Generate two sets of random data and plot them together in the same box chart by passing a list of datasets into boxplot(). For example:

In [None]:
plt.boxplot([data1, data2])

## Customization
The default graphs look clean, but customizing our graphs can better represent data themes and showcase your data.
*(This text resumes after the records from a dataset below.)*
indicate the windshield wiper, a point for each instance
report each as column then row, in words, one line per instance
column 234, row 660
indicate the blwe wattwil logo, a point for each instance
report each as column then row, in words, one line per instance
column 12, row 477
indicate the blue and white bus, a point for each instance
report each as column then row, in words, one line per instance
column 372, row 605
We'll cover how to add/change:
- [markers](https://matplotlib.org/stable/api/markers_api.html)
- [linestyles](https://matplotlib.org/stable/gallery/lines_bars_and_markers/linestyles.html)
- [axis labels](https://matplotlib.org/stable/api/_as_gen/matplotlib.pyplot.xlabel.html)
- [grid](https://matplotlib.org/stable/api/_as_gen/matplotlib.pyplot.grid.html)

#### Try it out!
Test the code below to see all four customizers in action.

In [None]:
x = np.array([1, 2, 3, 4, 5])
y = np.array([2, 6, 8, 14, 20])

plt.plot(x, y, marker='o', linestyle='--', color='purple')
plt.xlabel("X Axis")
plt.ylabel("Y Axis")
plt.grid(True)
plt.show()


#### Challenge yourself!
Try customizing the line style to be dotted (':'), use triangle markers ('^'), and set the line color to green.

## 8. Random Data and Importing Data
Sometimes you won’t always type in your own data points. You might want to generate random data for testing or import existing data from a file.

### Generating Random Data
You can use the [numpy.random.rand()](https://numpy.org/doc/stable/reference/random/generated/numpy.random.rand.html) function to generate random points between a 0 and 1.

In [None]:
# generate 50 random x and y points between 0 and 1
x = np.random.rand(50)
y = np.random.rand(50)

# create a scatter plot
plt.scatter(x, y)
plt.show()

### Importing Data from a File
You can also import real-world data using the [numpy.loadtxt()](https://numpy.org/doc/stable/reference/generated/numpy.loadtxt.html) function. Suppose you have a CSV file named data.csv with two columns (x, y):

##### data.csv

1,2
2,4
3,1
4,3
5,7

You can load and plot data.csv like this:

In [None]:
# load CSV data into two arrays
data = np.loadtxt("data.csv", delimiter=",")
x = data[:,0]   # first column
y = data[:,1]   # second column

plt.plot(x, y, marker='o')
plt.show()

#### Challenge yourself

1. Use np.random.rand() to generate 100 random points, but scale them up to be between 0 and 100 instead of 0 and 1.
Hint: multiply the output of rand() by 100.

2. Create your own small CSV file with at least 5 (x, y) pairs and use loadtxt() to plot them.